The role of the artist is to use their voice to make sense of the world around them. It is a way to give feeling to a perspective. Perhaps an artistic work seeks to provide order where the artist sees disfunction or perhaps that work serves simply as a statement from the perspective of its creator. The role of jazz in the spectrum of artistic mediums is special. It is a construct where musicians create order from chaos on the spot, and develop ideas and communicate through the language and process of the blues. It is art unlike any other and is as fresh today as ever.

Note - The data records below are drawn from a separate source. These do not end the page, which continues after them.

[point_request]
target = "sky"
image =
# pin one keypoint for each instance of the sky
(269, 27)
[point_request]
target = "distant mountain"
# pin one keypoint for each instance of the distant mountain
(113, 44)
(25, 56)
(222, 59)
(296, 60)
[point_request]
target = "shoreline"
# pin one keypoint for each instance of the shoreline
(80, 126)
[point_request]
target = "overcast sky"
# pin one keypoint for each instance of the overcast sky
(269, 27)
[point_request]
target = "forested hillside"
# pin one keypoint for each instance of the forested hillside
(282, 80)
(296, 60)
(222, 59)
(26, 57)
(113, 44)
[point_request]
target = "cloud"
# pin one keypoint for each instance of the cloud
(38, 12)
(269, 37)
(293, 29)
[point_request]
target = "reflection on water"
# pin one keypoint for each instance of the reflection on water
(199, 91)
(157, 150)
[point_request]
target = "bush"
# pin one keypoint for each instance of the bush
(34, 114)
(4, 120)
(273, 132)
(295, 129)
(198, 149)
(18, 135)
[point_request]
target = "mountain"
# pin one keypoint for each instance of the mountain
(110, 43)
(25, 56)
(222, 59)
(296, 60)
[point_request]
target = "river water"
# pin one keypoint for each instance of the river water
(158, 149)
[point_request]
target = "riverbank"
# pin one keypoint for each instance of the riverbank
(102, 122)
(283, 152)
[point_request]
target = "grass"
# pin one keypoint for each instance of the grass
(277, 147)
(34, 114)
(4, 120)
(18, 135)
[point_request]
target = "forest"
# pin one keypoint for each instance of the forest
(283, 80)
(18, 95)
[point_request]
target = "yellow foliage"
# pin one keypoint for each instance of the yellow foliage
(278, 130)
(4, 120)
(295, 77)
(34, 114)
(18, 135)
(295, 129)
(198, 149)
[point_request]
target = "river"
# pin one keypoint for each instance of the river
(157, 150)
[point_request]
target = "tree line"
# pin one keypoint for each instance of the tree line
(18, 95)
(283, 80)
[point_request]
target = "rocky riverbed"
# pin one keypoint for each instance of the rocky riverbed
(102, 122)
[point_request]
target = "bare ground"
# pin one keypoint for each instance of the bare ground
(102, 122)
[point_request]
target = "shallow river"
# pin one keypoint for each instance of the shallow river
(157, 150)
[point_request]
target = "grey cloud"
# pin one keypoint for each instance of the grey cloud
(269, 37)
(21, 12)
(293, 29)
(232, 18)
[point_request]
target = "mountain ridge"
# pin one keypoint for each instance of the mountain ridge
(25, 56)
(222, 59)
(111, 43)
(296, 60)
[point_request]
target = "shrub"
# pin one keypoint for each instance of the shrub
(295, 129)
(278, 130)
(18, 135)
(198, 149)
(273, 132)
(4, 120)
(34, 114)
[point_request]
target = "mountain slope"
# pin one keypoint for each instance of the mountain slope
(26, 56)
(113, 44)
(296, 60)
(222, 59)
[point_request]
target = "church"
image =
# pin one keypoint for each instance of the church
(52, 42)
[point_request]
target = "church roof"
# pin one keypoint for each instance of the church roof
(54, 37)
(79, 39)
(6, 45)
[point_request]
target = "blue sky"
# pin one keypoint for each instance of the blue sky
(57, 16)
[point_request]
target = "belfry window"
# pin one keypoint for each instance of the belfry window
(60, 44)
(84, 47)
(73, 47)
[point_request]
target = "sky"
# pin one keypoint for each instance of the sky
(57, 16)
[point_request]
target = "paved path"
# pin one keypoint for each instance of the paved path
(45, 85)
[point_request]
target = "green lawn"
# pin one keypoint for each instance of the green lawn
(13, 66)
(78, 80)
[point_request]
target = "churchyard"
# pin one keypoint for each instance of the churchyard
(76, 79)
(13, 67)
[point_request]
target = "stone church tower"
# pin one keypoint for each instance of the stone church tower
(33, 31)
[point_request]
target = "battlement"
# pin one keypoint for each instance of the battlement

Jazz takes American values as well as the American experience and stylizes it into music. It conveys what it means to be young, and what it means to be an american better than any other form of art. Specifically, the music provides students with the opportunity to confront concepts such as freedom, responsibility, balance of power, and negotiating our individual role within that balance.


Secondly, the very nature of the blues is an artistic construct more inclusive than any other. The greeks developed several dramatic styles including romance, comedy, tragedy, and satyr. The blues, as a construct, can deal with all of these in a single stroke. The soloist is both the storyteller, and the heroic figure as the very form of a solo provides space for the performer to create and develop a statement that is unique to them. The blues also contains the healing power for the affliction known by the same name. While the topic of so many blues lingers on tragedy, we seldom feel bad when listening to a well played blues. The subject might be tragic, but the playing of the blues keeps that tragedy at bay and in fact releases healing power.


If the classical symphony is akin to a great novel, a jazz work is short story. Each piece contains a setting, and specific characters (the individual soloist) that has to confront a problem and come out of it victorious. These works are a snapshot of life or a dedication to a person or place. In classical music, these short descriptive works are called Tone Poems. In 1943 Ellington coined the term Tone Parallel. For each of these pieces, in a span of just 3 minutes, musical theme, solo development, and a climactic statement all become reconciled.


Today’s students are in a long line of jazz performers who specifically used the blues as an expressive device for their individual growth, or to make a collective statement. We hope that this evening’s performers will do the same for you and that this concert provides a sense of order in an otherwise chaotic world, and that the specific incantation of the blues tradition will have healing power for both performer and audience!